Data Fitting with Least Squares minimization & Error Estimation

1. Introduction

A very important tool of research in the physical sciences is least-squares fitting of data, in order to estimate physical parameters of a model.

For example, in the current assignment you are asked to estimate parameters (lifetime) associated with radioactive isotopes.

There are a huge variety of applications of parameter fitting, but the general sequence of steps is the same:

1. Measure and record your data and estimates of the standard errors on each measurement. The measurements are associated with a physical system or process for which you have an analytic model (e.g., an equation to predict its behavior). This could be, for example:
2. Determine if you have enough data to constrain your set of parameters in your model. If you have N parameters, you need at least N+1 statistically independent measurements (data points) of the physical system to constrain your parameters adequately to fit them.

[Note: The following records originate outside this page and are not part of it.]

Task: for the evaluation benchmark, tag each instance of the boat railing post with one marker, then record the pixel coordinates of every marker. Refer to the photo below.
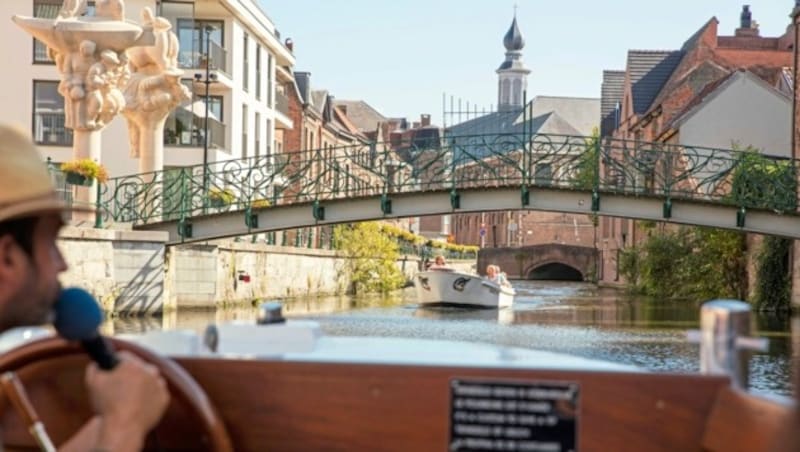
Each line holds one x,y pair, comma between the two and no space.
725,341
270,312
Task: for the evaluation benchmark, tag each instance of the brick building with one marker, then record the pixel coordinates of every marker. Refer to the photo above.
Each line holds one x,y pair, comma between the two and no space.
715,91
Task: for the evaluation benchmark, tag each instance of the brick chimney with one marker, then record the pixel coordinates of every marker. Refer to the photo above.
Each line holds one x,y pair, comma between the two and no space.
796,61
747,26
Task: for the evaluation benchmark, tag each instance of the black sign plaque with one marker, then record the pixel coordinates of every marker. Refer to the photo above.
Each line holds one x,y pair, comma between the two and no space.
513,416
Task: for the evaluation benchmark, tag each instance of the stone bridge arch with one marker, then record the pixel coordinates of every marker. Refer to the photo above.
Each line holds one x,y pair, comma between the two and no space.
549,261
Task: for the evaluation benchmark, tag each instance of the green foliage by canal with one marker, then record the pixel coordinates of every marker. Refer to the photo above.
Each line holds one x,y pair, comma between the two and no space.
371,257
703,263
690,263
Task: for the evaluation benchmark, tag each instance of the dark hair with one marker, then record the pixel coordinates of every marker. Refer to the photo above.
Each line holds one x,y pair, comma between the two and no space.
21,230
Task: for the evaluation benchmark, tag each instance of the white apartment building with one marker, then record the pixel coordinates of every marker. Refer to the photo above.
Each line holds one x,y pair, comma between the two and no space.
246,55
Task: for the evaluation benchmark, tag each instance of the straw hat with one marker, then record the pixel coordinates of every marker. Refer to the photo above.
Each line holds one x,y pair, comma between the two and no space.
25,185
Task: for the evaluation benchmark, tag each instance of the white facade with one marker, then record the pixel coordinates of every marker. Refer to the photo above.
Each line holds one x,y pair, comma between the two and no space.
743,111
183,145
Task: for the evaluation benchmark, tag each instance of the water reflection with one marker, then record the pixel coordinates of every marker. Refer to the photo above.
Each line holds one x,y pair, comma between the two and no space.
573,318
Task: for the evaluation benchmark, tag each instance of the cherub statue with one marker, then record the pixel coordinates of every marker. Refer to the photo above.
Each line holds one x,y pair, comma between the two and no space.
112,9
72,8
104,99
155,87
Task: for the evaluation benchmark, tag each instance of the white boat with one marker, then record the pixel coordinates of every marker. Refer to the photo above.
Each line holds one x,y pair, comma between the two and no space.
444,287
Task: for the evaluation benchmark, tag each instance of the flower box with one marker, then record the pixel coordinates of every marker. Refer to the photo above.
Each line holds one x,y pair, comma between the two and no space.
79,179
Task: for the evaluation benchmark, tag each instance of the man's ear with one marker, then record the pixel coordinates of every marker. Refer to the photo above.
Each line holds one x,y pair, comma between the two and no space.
11,256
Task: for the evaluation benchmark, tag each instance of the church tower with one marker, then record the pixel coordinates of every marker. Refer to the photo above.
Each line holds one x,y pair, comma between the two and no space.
512,74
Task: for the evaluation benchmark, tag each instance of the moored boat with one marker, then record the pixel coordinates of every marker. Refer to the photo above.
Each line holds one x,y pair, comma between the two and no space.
444,287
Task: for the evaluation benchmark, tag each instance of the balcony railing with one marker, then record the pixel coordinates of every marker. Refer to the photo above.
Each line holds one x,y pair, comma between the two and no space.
282,103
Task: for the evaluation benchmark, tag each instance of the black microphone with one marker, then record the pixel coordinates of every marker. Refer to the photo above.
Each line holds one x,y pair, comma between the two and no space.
77,317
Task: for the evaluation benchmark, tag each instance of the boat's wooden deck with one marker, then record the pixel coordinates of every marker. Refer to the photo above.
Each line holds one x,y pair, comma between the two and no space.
278,405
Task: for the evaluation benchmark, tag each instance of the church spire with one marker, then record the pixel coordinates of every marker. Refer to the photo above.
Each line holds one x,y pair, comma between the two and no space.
512,73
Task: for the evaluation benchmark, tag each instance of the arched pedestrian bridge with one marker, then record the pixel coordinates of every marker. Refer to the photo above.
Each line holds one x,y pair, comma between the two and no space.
476,173
547,261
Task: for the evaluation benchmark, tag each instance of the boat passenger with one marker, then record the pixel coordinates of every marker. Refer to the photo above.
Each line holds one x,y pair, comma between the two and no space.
130,399
494,275
439,264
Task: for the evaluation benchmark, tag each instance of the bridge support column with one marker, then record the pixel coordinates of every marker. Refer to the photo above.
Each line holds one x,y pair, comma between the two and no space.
795,295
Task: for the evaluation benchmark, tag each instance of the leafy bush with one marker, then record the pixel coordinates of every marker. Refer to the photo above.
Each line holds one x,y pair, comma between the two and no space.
372,257
87,168
222,196
260,203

3. Apply a variational fitting technique which changes the parameters while determining some measure of the goodness of the model (when evaluated with these parameters values) compared to the data. Find the best set of parameters that describe your data via the analytic function (which represents your theory of the process).

4. Determine the standard  errors on your estimation of the parameters, and see if the data seems to fit the model, within the errors.

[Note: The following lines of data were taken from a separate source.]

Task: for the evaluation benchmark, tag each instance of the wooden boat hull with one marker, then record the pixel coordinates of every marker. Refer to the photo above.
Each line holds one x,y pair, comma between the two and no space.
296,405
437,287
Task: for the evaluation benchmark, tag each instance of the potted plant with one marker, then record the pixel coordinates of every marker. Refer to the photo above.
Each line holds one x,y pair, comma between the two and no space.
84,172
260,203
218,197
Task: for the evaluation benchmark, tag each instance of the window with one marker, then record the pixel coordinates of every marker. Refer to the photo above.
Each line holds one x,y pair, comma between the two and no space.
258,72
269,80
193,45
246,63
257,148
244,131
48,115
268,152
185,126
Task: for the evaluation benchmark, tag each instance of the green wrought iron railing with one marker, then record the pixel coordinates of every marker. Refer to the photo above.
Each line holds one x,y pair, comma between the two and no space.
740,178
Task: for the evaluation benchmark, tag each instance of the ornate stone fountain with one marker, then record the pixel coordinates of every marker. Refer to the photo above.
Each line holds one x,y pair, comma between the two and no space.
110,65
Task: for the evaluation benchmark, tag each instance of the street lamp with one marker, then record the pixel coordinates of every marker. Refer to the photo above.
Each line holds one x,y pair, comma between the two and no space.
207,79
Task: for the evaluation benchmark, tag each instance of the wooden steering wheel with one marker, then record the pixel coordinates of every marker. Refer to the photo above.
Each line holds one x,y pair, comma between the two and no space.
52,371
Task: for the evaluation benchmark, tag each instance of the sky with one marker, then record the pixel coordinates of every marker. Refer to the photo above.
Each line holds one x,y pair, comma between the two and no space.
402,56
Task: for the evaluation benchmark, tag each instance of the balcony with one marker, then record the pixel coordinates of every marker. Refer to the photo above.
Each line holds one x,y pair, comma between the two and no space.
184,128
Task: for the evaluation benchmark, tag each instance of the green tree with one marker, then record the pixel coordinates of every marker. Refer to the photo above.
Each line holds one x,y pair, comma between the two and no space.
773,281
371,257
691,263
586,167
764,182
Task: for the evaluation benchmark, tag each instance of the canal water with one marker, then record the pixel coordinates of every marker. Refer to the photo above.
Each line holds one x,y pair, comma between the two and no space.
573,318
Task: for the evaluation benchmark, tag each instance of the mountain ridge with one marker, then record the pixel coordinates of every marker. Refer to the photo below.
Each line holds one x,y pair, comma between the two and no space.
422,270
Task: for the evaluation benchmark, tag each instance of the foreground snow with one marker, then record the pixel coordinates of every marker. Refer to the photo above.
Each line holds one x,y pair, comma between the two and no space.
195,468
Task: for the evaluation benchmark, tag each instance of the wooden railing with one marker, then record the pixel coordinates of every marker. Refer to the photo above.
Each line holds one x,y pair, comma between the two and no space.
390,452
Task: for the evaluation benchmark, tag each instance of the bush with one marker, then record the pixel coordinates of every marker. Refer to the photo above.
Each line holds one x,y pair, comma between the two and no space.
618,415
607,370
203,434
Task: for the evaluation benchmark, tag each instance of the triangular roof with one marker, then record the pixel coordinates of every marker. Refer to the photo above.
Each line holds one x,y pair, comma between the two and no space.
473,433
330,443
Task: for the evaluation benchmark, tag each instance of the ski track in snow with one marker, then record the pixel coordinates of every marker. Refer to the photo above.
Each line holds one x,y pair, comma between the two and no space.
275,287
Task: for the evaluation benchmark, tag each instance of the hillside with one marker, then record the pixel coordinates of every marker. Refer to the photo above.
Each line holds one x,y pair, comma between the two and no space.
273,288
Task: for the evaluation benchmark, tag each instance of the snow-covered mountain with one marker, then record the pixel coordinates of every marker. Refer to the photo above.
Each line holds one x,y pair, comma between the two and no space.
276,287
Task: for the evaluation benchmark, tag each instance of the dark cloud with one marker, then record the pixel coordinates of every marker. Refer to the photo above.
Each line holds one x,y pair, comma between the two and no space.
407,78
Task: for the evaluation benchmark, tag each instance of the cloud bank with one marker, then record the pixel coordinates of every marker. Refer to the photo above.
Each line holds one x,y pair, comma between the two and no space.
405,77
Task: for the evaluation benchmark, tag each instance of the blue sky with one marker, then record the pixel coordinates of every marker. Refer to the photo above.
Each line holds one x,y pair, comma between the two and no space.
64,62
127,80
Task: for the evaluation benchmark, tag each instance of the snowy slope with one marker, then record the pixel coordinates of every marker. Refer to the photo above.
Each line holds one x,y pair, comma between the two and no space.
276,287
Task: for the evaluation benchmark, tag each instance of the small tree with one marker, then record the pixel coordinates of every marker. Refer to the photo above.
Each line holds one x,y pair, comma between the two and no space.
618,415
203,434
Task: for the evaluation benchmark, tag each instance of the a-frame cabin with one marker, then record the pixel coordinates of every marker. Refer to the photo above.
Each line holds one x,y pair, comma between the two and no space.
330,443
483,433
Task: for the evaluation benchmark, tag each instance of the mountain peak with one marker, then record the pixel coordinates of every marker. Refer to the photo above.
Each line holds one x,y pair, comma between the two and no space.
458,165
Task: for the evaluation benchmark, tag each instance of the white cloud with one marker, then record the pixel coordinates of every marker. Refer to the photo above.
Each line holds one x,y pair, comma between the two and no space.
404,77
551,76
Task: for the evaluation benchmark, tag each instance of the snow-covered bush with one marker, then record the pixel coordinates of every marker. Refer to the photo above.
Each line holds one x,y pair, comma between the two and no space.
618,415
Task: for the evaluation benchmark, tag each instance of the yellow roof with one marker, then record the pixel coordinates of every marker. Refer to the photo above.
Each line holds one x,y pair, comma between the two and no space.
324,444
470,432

2. Unstable particle decay (review)

The spontaneous decay of unstable particles is governed by the Weak Interaction or Weak force. This force can even lead to decay (think of the force as "prying" a composite particle apart) of single subatomic particles in addition to radioactive isotopes as we have studied earlier. We will look at the decay of several particles that are subject to these instabilities: the muon (or mu-lepton) and the pion (or pi-meson) .

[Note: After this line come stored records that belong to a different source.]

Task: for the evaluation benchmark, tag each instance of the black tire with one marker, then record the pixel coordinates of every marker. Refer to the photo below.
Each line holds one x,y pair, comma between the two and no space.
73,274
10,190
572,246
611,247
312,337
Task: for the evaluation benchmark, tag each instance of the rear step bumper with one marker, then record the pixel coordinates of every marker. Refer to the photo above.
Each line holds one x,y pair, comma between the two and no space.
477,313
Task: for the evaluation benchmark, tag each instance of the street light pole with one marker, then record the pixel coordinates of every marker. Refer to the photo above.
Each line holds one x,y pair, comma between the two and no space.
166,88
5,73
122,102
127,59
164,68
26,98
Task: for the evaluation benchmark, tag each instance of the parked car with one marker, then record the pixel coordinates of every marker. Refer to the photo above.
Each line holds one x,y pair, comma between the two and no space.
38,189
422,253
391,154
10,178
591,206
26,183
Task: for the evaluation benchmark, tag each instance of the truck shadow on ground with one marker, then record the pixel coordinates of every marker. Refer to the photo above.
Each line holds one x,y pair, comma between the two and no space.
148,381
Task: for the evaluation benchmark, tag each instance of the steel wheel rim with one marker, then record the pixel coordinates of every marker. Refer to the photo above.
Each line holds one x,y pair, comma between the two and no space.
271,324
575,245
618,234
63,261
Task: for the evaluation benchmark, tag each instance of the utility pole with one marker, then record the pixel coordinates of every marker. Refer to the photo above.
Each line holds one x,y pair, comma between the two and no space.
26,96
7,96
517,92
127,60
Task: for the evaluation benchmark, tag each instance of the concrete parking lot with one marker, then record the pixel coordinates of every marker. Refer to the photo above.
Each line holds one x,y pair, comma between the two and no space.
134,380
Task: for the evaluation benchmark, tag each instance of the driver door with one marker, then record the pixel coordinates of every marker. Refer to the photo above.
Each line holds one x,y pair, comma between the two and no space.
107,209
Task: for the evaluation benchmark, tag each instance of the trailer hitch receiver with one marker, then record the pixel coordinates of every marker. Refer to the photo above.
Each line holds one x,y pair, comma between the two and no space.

The muon is a heavier partner of the electron. It is very commonly produced in cosmic ray interactions, and is the main reason that a Geiger counter will "tick" at random even when there is no other radiation present. Muons rain down on us from above at an intensity of about 1 per square centimeter per minute. The muon at rest has an average lifetime of 2.2 microseconds and a mass of 105 times the electron mass, but when it is produced, it usually has very relativistic energies, several tens of billions of electron-volts [eV] on average. This gives it a much longer lifetime in flight than it has at rest, because of the time dilation due to special relativistic effects.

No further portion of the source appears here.